We know of our first step. It is to figure out a way to log-into Facebook using Python. Only after that can we access the video. Let’s login using the browser and check what information is required to log-in.
I won’t go into much detail for this step. The gist is that while logging in, the desktop website and the mobile website require roughly the same POST parameters but interestingly if you log-in using the mobile website you don’t have to supply a lot of additional information which the desktop website requires. You can get away with doing a POST request to the following URL with your username and password:
https://m.facebook.com/login.php
We will later see that the subsequent API requests will require a fb_dtsg parameter. The value of this parameter is embedded in the HTML response and can easily be extracted using regular expressions or a DOM parsing library.
Let’s continue exploring the website and the video API and see what we can find.
Just like what we did in the last post, open up the video, monitor the XHR requests in the Developer Tools and search for the MP4 request.

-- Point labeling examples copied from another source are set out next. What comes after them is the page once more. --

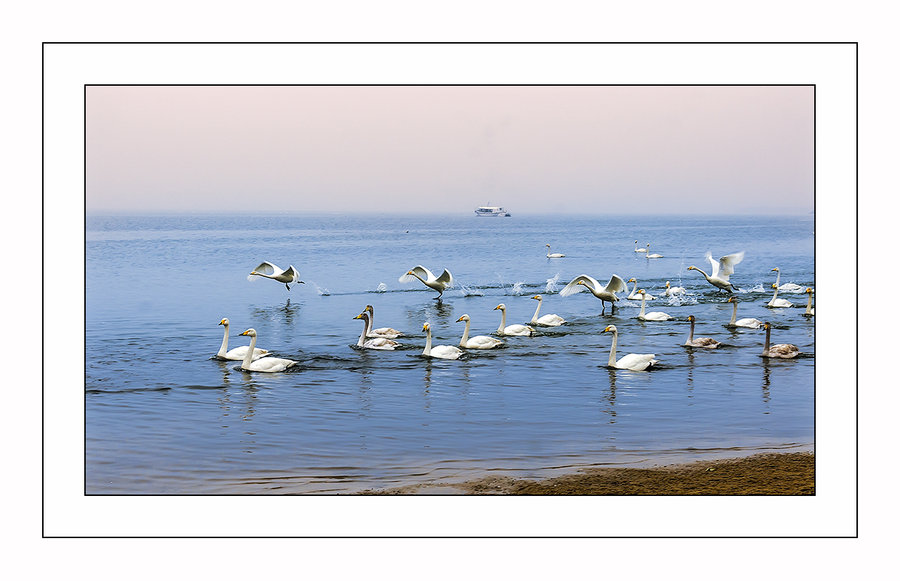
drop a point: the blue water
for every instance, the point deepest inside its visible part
(163, 416)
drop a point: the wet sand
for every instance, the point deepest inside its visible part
(760, 474)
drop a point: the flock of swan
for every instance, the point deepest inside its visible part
(383, 338)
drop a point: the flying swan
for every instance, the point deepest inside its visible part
(438, 283)
(546, 320)
(721, 270)
(236, 354)
(440, 351)
(266, 364)
(653, 315)
(479, 341)
(604, 293)
(749, 323)
(381, 343)
(632, 361)
(269, 270)
(780, 351)
(513, 330)
(704, 342)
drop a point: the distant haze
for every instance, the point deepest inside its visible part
(447, 149)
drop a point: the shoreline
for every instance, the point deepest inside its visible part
(768, 473)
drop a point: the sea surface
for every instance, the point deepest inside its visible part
(164, 417)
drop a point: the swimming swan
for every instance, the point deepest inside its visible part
(512, 330)
(721, 270)
(555, 254)
(604, 293)
(632, 361)
(704, 342)
(776, 302)
(748, 323)
(787, 287)
(269, 270)
(266, 364)
(236, 354)
(780, 351)
(438, 283)
(546, 320)
(634, 295)
(440, 351)
(380, 343)
(653, 315)
(479, 341)
(384, 332)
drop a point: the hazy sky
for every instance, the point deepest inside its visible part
(532, 150)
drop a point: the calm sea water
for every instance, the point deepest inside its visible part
(163, 417)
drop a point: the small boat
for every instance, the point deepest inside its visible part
(491, 211)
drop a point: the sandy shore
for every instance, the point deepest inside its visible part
(761, 474)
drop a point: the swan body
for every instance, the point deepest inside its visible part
(546, 320)
(749, 323)
(512, 330)
(604, 293)
(238, 353)
(787, 287)
(634, 295)
(672, 291)
(382, 332)
(704, 342)
(632, 361)
(479, 341)
(554, 254)
(380, 343)
(439, 351)
(776, 302)
(779, 351)
(721, 270)
(653, 315)
(438, 283)
(269, 270)
(265, 364)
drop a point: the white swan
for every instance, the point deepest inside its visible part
(787, 287)
(439, 351)
(269, 270)
(653, 315)
(512, 330)
(776, 302)
(554, 254)
(438, 283)
(604, 293)
(634, 295)
(749, 323)
(381, 343)
(238, 353)
(383, 332)
(721, 270)
(672, 291)
(479, 341)
(780, 351)
(546, 320)
(632, 361)
(704, 342)
(266, 364)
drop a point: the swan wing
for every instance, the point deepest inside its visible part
(573, 287)
(616, 284)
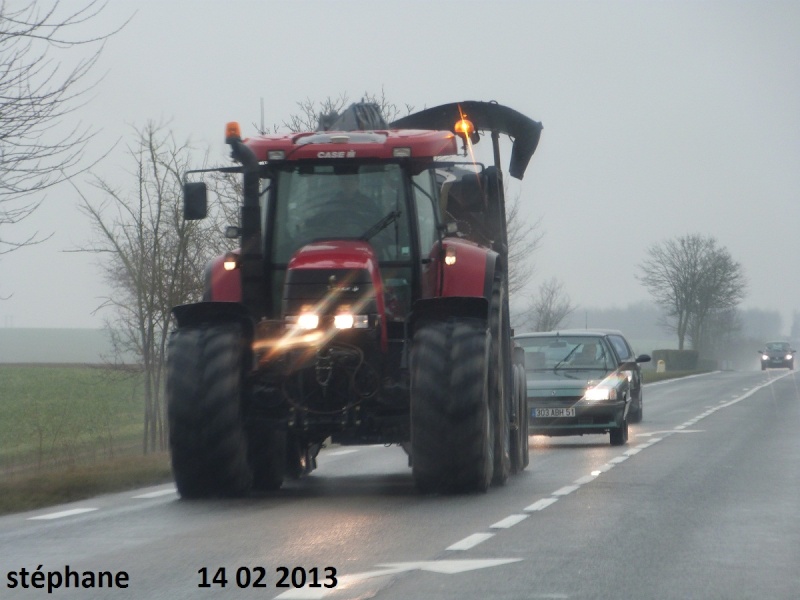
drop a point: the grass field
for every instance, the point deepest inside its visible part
(61, 415)
(69, 432)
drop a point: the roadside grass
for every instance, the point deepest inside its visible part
(70, 432)
(64, 415)
(28, 491)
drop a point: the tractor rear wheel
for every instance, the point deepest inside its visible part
(204, 409)
(452, 441)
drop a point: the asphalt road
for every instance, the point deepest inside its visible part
(702, 503)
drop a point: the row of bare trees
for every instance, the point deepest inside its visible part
(152, 258)
(41, 86)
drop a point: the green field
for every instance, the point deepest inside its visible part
(56, 415)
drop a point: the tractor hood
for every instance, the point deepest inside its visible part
(485, 116)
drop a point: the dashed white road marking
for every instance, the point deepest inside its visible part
(157, 494)
(62, 514)
(566, 490)
(509, 521)
(341, 452)
(470, 541)
(540, 504)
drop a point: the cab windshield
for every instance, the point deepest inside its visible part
(325, 201)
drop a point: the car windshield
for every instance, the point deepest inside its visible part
(324, 201)
(564, 353)
(778, 346)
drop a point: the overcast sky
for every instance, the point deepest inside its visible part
(660, 119)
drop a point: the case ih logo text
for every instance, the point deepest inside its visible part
(340, 154)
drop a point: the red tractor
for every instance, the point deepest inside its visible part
(367, 304)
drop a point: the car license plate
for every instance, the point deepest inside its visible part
(553, 412)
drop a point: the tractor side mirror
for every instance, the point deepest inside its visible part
(195, 201)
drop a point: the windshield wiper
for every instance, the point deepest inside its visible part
(380, 225)
(565, 359)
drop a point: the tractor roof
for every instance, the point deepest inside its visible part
(384, 144)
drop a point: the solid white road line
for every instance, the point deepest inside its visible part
(61, 514)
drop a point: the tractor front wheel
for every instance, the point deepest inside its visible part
(204, 409)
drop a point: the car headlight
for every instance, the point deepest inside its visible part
(600, 393)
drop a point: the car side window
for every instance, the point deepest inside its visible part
(621, 347)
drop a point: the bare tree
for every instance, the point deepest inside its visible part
(550, 306)
(524, 239)
(38, 91)
(154, 260)
(692, 278)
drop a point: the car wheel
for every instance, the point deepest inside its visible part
(637, 410)
(619, 435)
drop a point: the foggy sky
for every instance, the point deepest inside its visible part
(660, 119)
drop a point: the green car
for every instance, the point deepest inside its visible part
(582, 381)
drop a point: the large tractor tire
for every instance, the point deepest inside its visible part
(452, 445)
(499, 383)
(204, 409)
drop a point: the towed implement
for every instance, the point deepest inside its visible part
(367, 304)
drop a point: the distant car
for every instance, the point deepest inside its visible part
(777, 355)
(582, 381)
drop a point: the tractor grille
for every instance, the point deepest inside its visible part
(328, 290)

Next step is to figure out where the MP4 link is coming from. I tried searching the original HTML page but couldn’t find the link. This means that Facebook is using an XHR API request to get the URL from the server. We need to search through all of the XHR API requests and check their responses for the video URL. I did just that and the response of the third API request contained the MP4 link:
The API request was a POST request and the url was:
https://www.facebook.com/video/tahoe/async/10114393524323267/?chain=true&isvideo=true&originalmediaid=10214393524262467&playerorigin=permalink&playersuborigin=tahoe&ispermalink=true&numcopyrightmatchedvideoplayedconsecutively=0&storyidentifier=DzpfSTE1MzA5MDEwODE6Vks6MTAyMTQzOTMNjE4Njc&dpr=2
I tried to deconstruct the URL. The major dynamic parts of the URL seem to be the originalmediaid and _storyidentifier. _I searched the original HTML page and found that both of these were there in the original video page. We also need to figure out the POST data sent with this request. These are the parameters which were sent:
__user: <---redacted-->
__a: 1
__dyn: <---redacted-->
__req: 3
__be: 1
__pc: PHASED:DEFAULT
__rev: <---redacted-->
fb_dtsg: <---redacted-->
jazoest: <---redacted-->
__spin_r: <---redacted-->
__spin_b: <---redacted-->
__spin_t: <---redacted-->
I have redacted most of the stuff so that my personal information is not leaked. But you get the idea. I again searched the HTML page and was able to find most of the information in the page. There was certain information which was not in the HTML page like _jazoest _but as we move along you will see that we don’t really need it to download the video. We can simply send an empty string in its place.
It seems like we have all the pieces we need to download a video. Here is an outline:
- Open the Video after logging in
- Search for the parameters in the HTML response to craft the API url
- Open the API url with the required POST parameters
- Search for hd_src or sd_src in the response of the API request
Now lets create a script to automate these tasks for us.
Step 2: Automate it
The very first step is to figure out how the login takes place. In the recon phase I mentioned that you can easily log-in using the mobile website. We will do exactly that. We will log-in using the mobile website and then open the homepage using the authenticated cookies so that we can extract the fb_dtsg parameter from the homepage for subsequent requests.
import requests
import re
import urllib.parse
email = ""
password = ""
session = requests.session()
session.headers.update({
'User-Agent': 'Mozilla/5.0 (X11; Linux i686; rv:39.0) Gecko/20100101 Firefox/39.0'
})
response = session.get('https://m.facebook.com')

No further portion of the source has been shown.